Reklama
aplikuj.pl

W ciągu kilku tygodni bakteria zyskała odporność na niezwykle skuteczny antybiotyk

Minęło prawie sto lat, odkąd lekarze zaczęli stosować antybiotyki w leczeniu zakażeń bakteryjnych i chorób. Taka metoda leczenia uratowała wiele ludzkich istnień. I choć antybiotyki są świetne, to jedną z największych obaw ekspertów i badaczy było pojawienie się tak zwanych superbakterii, czyli bakterii odpornych na antybiotyki, które mutują, aby bronić się przed zwykłymi lekami.

Dzięki nowemu raportowi możemy się dowiedzieć, w jaki sposób pewien szczep bakterii zdołał pokonać antybiotyk, który do tej pory traktowano jako „ostateczny sposób leczenia”. Co ciekawe, a zarazem zatrważające, owe bakterie rozwinęły swoją odporność w ciągu zaledwie kilku tygodni.

Po operacji pacjent został zakażony bakterią Pseudomonas aeruginosa. Sytuacja była skomplikowana, więc lekarze zdecydowali się na leczenie Ceftolozanem, antybiotykiem, który od jego wprowadzenia w 2014 roku byłł uważany za niezwykle skuteczny.
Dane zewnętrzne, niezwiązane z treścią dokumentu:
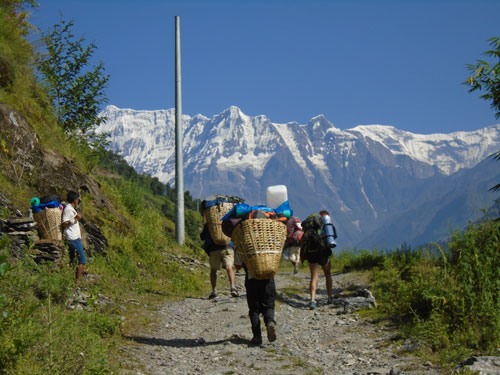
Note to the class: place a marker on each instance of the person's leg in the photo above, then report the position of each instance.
(213, 279)
(267, 303)
(79, 273)
(228, 263)
(214, 261)
(82, 259)
(253, 309)
(313, 267)
(294, 255)
(328, 276)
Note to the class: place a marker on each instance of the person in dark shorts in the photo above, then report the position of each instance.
(261, 295)
(314, 250)
(72, 233)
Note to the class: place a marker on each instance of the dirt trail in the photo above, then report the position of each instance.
(201, 336)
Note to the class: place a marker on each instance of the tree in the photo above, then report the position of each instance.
(486, 77)
(76, 89)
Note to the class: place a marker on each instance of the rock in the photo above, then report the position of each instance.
(395, 371)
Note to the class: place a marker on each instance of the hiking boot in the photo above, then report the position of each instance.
(234, 292)
(271, 331)
(256, 341)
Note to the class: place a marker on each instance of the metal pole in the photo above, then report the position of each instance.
(179, 167)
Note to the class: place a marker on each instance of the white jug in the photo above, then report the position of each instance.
(275, 195)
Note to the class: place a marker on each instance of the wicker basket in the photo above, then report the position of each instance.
(49, 223)
(213, 216)
(259, 243)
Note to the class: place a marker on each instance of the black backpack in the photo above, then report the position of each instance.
(312, 242)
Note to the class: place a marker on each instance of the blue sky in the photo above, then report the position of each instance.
(398, 63)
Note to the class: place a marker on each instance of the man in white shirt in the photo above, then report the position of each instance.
(72, 233)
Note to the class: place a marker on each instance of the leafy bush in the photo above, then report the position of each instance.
(451, 301)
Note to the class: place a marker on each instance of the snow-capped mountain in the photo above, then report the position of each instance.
(366, 176)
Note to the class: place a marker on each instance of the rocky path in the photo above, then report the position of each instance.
(201, 336)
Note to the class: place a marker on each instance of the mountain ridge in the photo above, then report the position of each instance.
(366, 175)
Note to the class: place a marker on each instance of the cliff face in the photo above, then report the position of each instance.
(28, 165)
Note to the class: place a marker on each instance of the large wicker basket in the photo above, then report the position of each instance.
(213, 216)
(49, 223)
(259, 243)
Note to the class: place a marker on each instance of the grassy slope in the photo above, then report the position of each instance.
(38, 333)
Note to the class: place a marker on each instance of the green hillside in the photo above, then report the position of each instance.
(40, 314)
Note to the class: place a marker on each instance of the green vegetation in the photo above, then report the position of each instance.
(449, 301)
(46, 327)
(77, 91)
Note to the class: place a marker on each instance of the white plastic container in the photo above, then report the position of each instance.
(275, 195)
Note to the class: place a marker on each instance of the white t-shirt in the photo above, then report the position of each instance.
(72, 231)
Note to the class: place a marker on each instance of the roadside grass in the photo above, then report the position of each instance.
(136, 275)
(446, 301)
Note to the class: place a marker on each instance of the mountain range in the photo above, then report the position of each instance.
(383, 186)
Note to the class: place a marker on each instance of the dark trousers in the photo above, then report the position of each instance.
(260, 298)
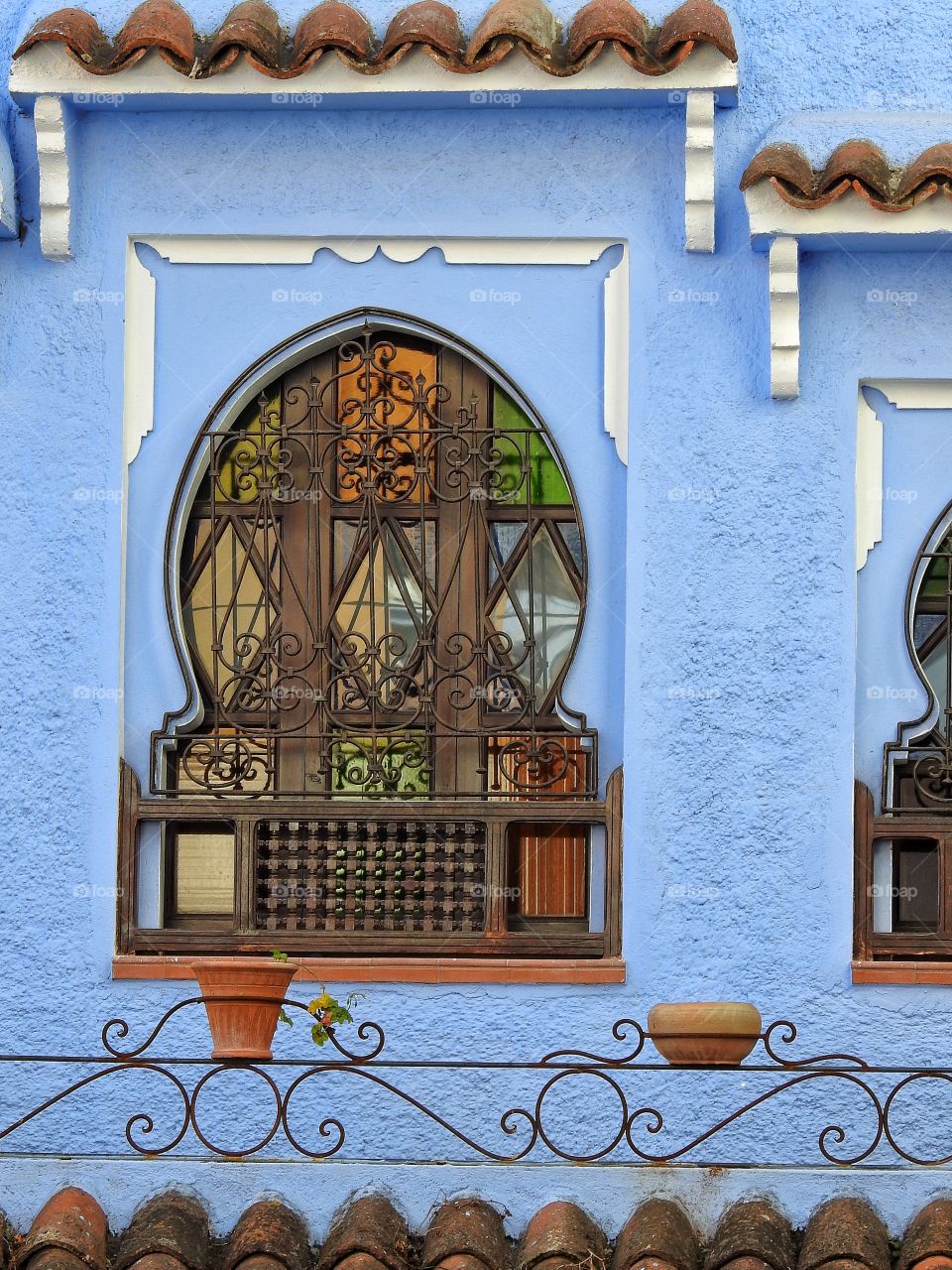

Stan pacjenta wydawał się poprawiać, a lek spełniał swoje zadanie, zabijając bakterie. Następnie, po ponad trzech tygodniach, lekarze zaobserwowali komplikacje. U chorego pojawił się kolejny szczep bakterii, który był odporny na nowy lek, co zaowocowało utrzymaniem się infekcji.

Zaszła więc mutacja, której nigdy wcześniej nie zaobserwowano u żadnego z pacjentów. Naukowcy znali takie mutacje z eksperymentów laboratoryjnych, ale teraz byli w stanie obserwować ja poza kontrolowanym środowiskiem. Okazało się również, że lekarze znaleźli słabe punkty u tych bakterii, ostatecznie wygrywając „walkę” z nimi. Pacjent wrócił do zdrowia, a cała historia, choć lekko przerażająca, to daje nadzieję na pokonanie superbakterii.